At the time I wholeheartedly agreed.
But in the past year of learning I can see my strength and weakness and have learned about my horse and horsemanship. I am going to take a little more credit for the work we have done together and acknowledge that Khaleesi is not an ‘Earth’ type easy going mellow horse. She is also not a ‘Water’ Arab who has to be in constant motion- but she has a confidence and strong opinions. She is not the suffer in silence type- she is a good mirror of any mistakes. She is Arab-Saddlebred-Racking Horse (all strong minded breeds) with 1/4 Walker which gives a little calm spirit in the mix. No matter what she is a horse and something told me to seek a new path than I’d known when I started her and though I didn’t know a lot- I somehow knew to put in the leadership energy she needed as a horse to convince her I was strong enough but not forceful, I would not get emotional when things weren’t working, I would pay attention to what she needed to communicate but not be easily swayed to do what she wanted without good reason, I would NEVER put her in a situation she was not ready for- I believed the horseman who said you make a winner out of your horse and they will make a winner out of you.
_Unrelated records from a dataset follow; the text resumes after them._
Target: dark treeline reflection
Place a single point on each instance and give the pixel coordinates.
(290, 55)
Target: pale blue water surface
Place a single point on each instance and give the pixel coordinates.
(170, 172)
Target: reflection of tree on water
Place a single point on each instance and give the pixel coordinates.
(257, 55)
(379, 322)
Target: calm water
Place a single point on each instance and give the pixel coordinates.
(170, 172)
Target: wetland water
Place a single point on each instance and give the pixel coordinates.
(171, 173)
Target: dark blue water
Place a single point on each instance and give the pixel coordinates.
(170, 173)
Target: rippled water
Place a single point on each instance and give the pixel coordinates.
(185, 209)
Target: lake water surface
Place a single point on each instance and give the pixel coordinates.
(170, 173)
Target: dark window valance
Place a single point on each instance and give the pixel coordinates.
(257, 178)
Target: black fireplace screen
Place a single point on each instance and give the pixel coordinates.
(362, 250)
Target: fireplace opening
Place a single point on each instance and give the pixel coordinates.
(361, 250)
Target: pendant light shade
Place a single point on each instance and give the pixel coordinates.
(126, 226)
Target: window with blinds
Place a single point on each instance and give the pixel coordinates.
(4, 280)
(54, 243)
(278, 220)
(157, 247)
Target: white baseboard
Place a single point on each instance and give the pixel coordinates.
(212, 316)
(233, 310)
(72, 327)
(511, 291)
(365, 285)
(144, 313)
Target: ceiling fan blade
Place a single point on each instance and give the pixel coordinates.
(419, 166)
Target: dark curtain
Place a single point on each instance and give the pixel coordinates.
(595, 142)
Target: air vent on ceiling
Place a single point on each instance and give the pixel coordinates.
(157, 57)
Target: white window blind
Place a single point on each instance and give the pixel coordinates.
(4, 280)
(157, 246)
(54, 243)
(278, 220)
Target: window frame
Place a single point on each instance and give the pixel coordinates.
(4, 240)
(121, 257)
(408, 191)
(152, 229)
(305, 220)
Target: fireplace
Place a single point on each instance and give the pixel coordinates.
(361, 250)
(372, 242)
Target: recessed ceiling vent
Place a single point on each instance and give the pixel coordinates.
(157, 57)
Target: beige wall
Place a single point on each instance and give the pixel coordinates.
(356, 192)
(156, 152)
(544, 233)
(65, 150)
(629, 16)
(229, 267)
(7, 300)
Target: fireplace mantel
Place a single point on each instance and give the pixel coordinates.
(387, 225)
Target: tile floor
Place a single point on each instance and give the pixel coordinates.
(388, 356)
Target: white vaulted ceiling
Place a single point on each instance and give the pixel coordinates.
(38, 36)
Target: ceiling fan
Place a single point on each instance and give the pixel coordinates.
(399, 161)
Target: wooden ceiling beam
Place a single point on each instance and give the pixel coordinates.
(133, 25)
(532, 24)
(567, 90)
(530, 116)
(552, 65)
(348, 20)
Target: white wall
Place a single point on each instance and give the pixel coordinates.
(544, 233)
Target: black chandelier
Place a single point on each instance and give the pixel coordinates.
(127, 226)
I didn’t have all the tools yet but somehow the seed was there and I sought them out in every corner I saw a shadow or glimpse.
Now I am still at the bottom of a hill to learn and climb – so make no mistake I’m not bragging of my brilliance – but I will take some credit for the time and love and energy I’ve put into starting this horse who has become my best friend.
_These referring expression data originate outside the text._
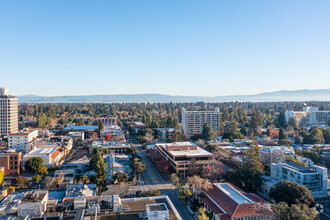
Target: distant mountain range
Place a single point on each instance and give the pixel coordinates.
(278, 96)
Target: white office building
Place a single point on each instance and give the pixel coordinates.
(308, 117)
(314, 177)
(19, 140)
(193, 121)
(8, 113)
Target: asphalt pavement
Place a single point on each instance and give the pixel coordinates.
(153, 179)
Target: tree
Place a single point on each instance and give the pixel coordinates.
(42, 120)
(21, 182)
(97, 164)
(281, 119)
(149, 138)
(197, 183)
(283, 137)
(34, 164)
(326, 135)
(42, 170)
(201, 143)
(315, 137)
(249, 175)
(121, 177)
(131, 150)
(295, 160)
(150, 193)
(78, 142)
(137, 166)
(202, 214)
(176, 181)
(291, 193)
(36, 178)
(294, 212)
(314, 156)
(208, 133)
(185, 194)
(255, 121)
(47, 182)
(275, 156)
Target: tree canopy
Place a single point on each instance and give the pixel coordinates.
(291, 193)
(34, 164)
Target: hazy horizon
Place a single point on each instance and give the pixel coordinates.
(185, 48)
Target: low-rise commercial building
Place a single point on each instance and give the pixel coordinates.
(118, 147)
(226, 201)
(19, 140)
(10, 160)
(23, 204)
(314, 177)
(50, 156)
(309, 117)
(193, 121)
(137, 125)
(181, 154)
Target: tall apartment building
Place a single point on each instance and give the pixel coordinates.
(19, 140)
(8, 113)
(309, 117)
(314, 177)
(193, 121)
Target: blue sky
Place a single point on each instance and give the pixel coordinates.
(176, 47)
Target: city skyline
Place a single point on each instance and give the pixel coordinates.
(175, 48)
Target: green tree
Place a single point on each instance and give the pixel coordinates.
(97, 164)
(295, 160)
(36, 178)
(315, 137)
(202, 214)
(326, 135)
(283, 137)
(21, 182)
(150, 193)
(121, 177)
(34, 164)
(249, 175)
(185, 194)
(176, 181)
(42, 120)
(137, 166)
(291, 193)
(208, 133)
(314, 156)
(255, 121)
(294, 212)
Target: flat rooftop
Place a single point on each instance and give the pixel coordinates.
(233, 193)
(157, 207)
(299, 167)
(198, 152)
(79, 190)
(42, 151)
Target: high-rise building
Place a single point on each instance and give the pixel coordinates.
(193, 121)
(8, 113)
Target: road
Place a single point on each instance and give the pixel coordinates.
(154, 180)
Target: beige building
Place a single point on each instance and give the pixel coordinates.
(181, 154)
(50, 156)
(193, 121)
(309, 117)
(8, 113)
(19, 140)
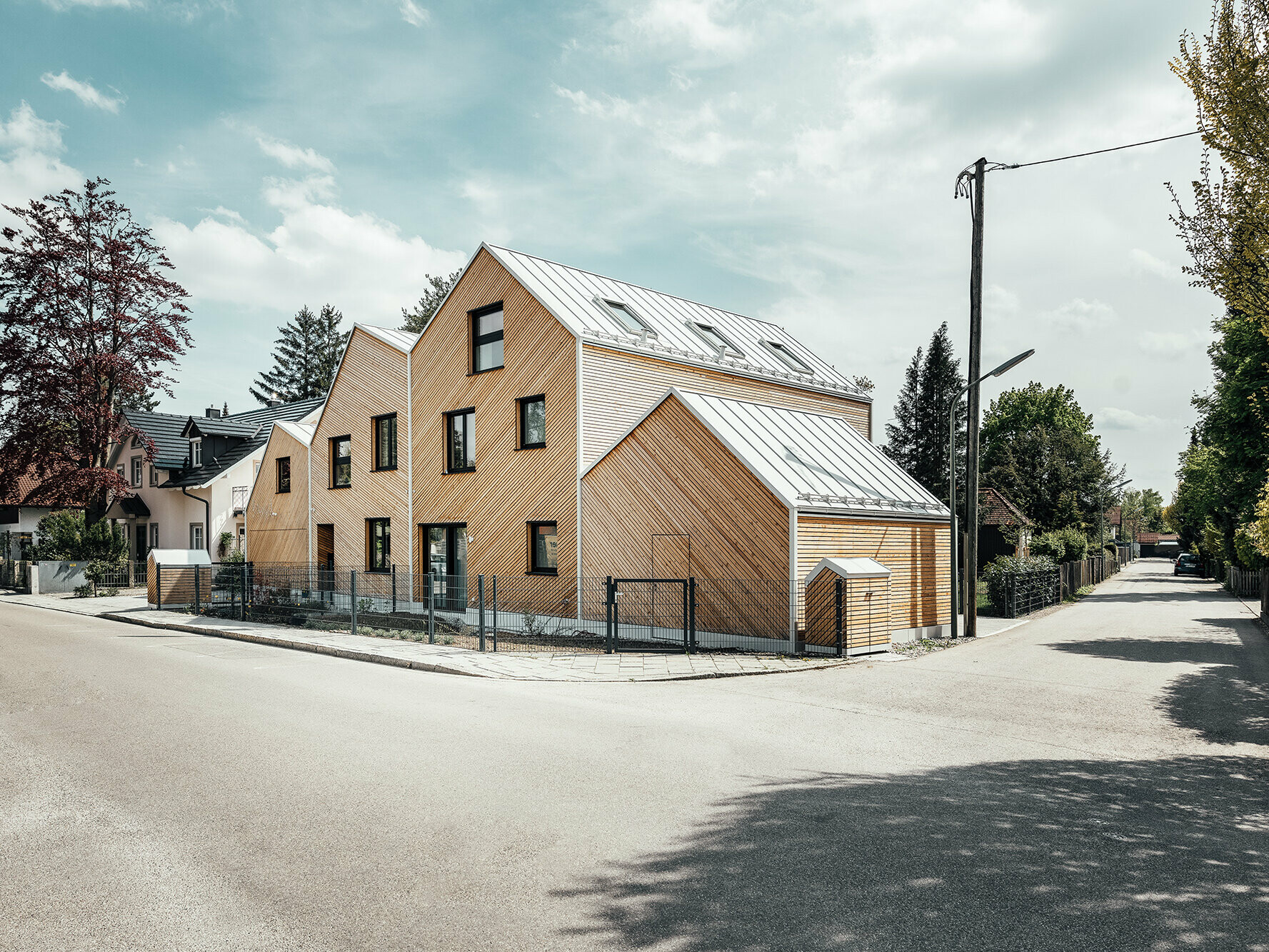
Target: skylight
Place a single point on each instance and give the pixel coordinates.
(716, 339)
(787, 357)
(626, 318)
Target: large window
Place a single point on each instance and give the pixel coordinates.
(341, 461)
(488, 338)
(460, 456)
(378, 545)
(533, 421)
(542, 548)
(385, 442)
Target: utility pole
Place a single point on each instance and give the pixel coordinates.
(973, 404)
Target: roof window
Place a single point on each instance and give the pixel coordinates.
(787, 357)
(716, 339)
(626, 318)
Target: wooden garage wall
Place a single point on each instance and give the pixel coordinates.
(916, 553)
(509, 486)
(620, 387)
(371, 382)
(282, 537)
(671, 475)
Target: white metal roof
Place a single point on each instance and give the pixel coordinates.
(851, 568)
(575, 297)
(810, 461)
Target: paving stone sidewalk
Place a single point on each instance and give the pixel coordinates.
(444, 658)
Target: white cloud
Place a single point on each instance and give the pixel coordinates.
(295, 156)
(1112, 418)
(1080, 315)
(85, 91)
(31, 163)
(414, 14)
(318, 251)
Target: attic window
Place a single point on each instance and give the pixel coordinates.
(787, 357)
(716, 339)
(626, 318)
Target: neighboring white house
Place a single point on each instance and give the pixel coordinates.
(199, 478)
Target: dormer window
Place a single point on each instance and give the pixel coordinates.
(716, 339)
(787, 357)
(626, 318)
I love when she’s taking a moment in between and I have totally let the energy go out of my body and she yawns and licks because we did something right together.
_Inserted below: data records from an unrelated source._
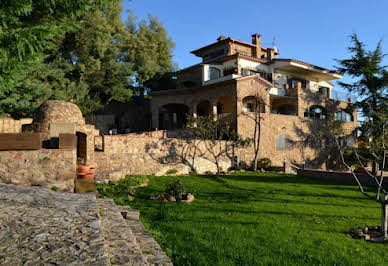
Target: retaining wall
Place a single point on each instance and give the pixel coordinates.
(9, 125)
(44, 167)
(340, 177)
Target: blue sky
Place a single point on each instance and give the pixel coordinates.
(312, 31)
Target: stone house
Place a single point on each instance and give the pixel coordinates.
(233, 74)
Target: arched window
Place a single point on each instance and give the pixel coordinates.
(284, 142)
(315, 112)
(250, 103)
(343, 115)
(214, 73)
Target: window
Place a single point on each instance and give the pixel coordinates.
(348, 141)
(303, 84)
(214, 73)
(249, 104)
(292, 83)
(284, 142)
(324, 91)
(343, 115)
(315, 112)
(188, 84)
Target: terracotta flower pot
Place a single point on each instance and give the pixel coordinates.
(86, 176)
(83, 169)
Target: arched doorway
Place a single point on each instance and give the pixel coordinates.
(251, 104)
(173, 116)
(204, 108)
(81, 148)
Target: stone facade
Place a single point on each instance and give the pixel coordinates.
(46, 168)
(133, 154)
(295, 96)
(9, 125)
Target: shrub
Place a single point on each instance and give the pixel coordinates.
(236, 168)
(264, 163)
(171, 171)
(193, 172)
(176, 189)
(125, 186)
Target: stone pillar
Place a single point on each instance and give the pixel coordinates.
(155, 118)
(301, 101)
(193, 110)
(214, 109)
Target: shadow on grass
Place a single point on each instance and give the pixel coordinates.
(237, 192)
(282, 178)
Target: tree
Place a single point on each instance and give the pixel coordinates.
(149, 49)
(370, 83)
(258, 101)
(78, 51)
(213, 139)
(27, 29)
(87, 64)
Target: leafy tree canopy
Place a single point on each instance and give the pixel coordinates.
(78, 51)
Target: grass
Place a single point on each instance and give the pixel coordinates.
(260, 219)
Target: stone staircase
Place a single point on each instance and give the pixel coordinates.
(126, 240)
(39, 226)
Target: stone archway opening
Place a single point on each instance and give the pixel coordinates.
(173, 116)
(204, 108)
(81, 148)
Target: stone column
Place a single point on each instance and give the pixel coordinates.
(301, 101)
(155, 118)
(214, 109)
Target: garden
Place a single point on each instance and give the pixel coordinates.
(249, 218)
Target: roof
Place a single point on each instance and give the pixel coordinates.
(190, 90)
(306, 64)
(228, 40)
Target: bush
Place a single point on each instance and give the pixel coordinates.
(264, 163)
(172, 171)
(236, 168)
(193, 172)
(176, 189)
(125, 186)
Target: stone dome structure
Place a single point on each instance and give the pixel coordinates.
(54, 111)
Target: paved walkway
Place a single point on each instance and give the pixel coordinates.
(40, 226)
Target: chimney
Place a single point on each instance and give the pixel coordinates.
(270, 53)
(221, 38)
(256, 40)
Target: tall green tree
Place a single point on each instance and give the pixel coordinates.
(149, 49)
(370, 82)
(89, 66)
(369, 78)
(27, 29)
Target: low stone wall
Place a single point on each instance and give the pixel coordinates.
(134, 154)
(44, 167)
(9, 125)
(340, 177)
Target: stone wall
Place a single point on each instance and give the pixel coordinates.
(9, 125)
(134, 154)
(44, 167)
(340, 177)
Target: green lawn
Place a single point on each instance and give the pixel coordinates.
(260, 219)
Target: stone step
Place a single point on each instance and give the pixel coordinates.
(149, 247)
(42, 227)
(120, 242)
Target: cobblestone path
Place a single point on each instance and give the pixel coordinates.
(42, 227)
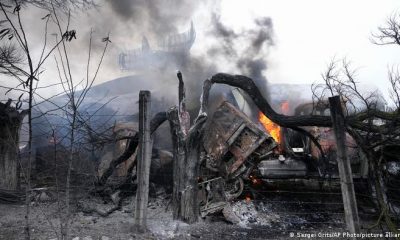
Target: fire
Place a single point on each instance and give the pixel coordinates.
(272, 128)
(248, 199)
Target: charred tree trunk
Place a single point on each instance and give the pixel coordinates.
(343, 162)
(187, 151)
(143, 163)
(178, 143)
(156, 121)
(10, 123)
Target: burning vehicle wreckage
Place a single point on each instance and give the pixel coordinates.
(219, 155)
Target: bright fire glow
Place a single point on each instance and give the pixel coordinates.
(272, 128)
(248, 199)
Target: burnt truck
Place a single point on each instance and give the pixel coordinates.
(239, 149)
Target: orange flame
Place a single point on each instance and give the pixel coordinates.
(272, 128)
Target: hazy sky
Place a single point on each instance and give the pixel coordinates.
(307, 35)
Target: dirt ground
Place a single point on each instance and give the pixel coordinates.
(266, 219)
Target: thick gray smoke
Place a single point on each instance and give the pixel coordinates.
(158, 17)
(248, 49)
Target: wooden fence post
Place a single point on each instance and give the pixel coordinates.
(144, 160)
(346, 176)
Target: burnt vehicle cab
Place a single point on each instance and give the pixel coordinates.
(240, 148)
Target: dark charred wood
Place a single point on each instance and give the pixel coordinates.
(178, 143)
(354, 121)
(10, 124)
(157, 120)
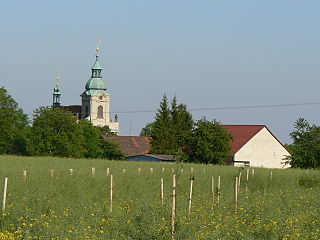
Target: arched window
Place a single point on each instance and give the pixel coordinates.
(100, 112)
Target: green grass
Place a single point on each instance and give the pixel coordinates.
(77, 206)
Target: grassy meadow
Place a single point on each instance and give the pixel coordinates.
(76, 206)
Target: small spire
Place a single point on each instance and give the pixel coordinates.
(98, 43)
(58, 78)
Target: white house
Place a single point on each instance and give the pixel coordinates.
(256, 146)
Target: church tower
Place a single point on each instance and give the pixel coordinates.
(96, 100)
(56, 93)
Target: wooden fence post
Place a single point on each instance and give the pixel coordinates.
(24, 174)
(111, 191)
(212, 191)
(236, 193)
(218, 190)
(190, 197)
(161, 190)
(4, 194)
(247, 179)
(173, 218)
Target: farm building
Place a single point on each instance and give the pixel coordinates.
(256, 146)
(252, 145)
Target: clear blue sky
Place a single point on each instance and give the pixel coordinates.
(209, 53)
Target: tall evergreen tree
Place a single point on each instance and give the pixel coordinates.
(55, 132)
(209, 143)
(161, 136)
(13, 125)
(171, 126)
(305, 149)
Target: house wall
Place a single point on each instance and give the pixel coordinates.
(143, 158)
(263, 150)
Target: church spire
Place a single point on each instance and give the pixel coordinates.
(96, 68)
(56, 93)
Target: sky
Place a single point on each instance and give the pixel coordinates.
(208, 53)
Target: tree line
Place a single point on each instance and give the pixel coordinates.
(52, 132)
(174, 132)
(56, 132)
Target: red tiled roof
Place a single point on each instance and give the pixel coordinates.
(162, 157)
(242, 134)
(132, 145)
(138, 145)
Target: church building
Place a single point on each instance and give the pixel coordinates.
(96, 100)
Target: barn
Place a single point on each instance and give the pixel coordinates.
(252, 145)
(256, 146)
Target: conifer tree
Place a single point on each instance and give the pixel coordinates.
(13, 125)
(171, 126)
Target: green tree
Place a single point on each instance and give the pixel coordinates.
(170, 128)
(111, 150)
(147, 130)
(209, 143)
(13, 125)
(161, 136)
(305, 149)
(97, 147)
(55, 132)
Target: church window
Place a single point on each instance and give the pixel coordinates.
(100, 112)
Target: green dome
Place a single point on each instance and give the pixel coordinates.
(96, 84)
(96, 66)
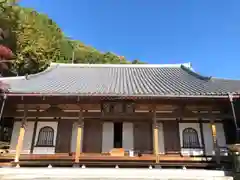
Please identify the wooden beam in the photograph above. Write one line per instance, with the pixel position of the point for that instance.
(79, 136)
(21, 136)
(136, 115)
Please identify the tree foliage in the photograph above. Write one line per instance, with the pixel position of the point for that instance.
(36, 41)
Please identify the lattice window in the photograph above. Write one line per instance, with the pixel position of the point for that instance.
(106, 107)
(129, 108)
(190, 138)
(45, 136)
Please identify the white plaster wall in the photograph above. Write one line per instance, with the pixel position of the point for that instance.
(187, 151)
(45, 150)
(107, 136)
(208, 139)
(27, 137)
(128, 136)
(74, 137)
(221, 135)
(161, 139)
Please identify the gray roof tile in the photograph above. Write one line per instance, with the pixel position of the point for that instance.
(121, 80)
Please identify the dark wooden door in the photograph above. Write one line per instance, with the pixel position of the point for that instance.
(92, 136)
(143, 137)
(64, 135)
(171, 137)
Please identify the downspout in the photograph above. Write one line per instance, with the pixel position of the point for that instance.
(234, 116)
(3, 105)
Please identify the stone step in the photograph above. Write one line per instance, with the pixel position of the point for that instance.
(110, 174)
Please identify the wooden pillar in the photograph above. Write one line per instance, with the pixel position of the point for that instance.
(215, 144)
(79, 136)
(155, 136)
(21, 135)
(202, 136)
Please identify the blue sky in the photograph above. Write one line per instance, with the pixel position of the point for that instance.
(203, 32)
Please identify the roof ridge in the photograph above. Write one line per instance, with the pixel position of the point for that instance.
(123, 65)
(193, 73)
(49, 68)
We also get to 100 by getting every other detail right.
It’s going to be hot at the OD on Saturday and it’s Virginia so I’m going to assume humid. I have debated a trace clip before and wish I’d had (Biltmore) and this time I decided to try. I’m getting better with the clippers though I’m not salon quality yet. Bottom line I don’t have a self-cooling pure Arab, this will help her in the heat.
Next is the saddle and back plan. After riding some tough workouts in the Phoneix Rising wide tree her back is perfect. Not a flinch or a rub. Not a misplaced hair or dry spot. She fidgets less when I put it on. I’ve ridden in it enough to have changed out the fenders for leathers and adjusted my stirrups to suit me. It’s the saddle I plan to use in the OD.
Last is fluid in the rear leg joints. It’s not bad and she’s not lame. After Biltmore she filled up in her joints- not enough to cause a vet check issue. Enough to make me wonder what I can do to help lessen it. I asked my farrier about lower impact rubber shoes that are becoming more popular and he gave me this brilliant and insightful advice (love my farrier): it’s because of the nature of extreme riding you are doing – that’s what causes it. Have you been rubbing down her legs? Try a poultice?
I cold hosed a little but not at Biltmore, we didn’t have a hose.
I had wondered about ice boots or cold therapy but had enough other bigger concerns that I just hadn’t worried- her joints filled last fall and took a month or so to clear up but it hasn’t reappeared until the 55 miler. Two vets said its ok- it’s not a lameness issue, and she just might be built that way- it might happen in extreme work.
Just think if you ran a marathon he added you would be better off if you stretched or got a massage right?
So better late than never I picked up a cooling clay poultice and gave her a leg rub twice in the past few days and left it on to draw out impurities and excess fluid.
Meanwhile I’m hitting the gym a little more and hoping to be sure I’m for the challenge. A fit rider who can stay strong and balanced longer in the saddle will help as well.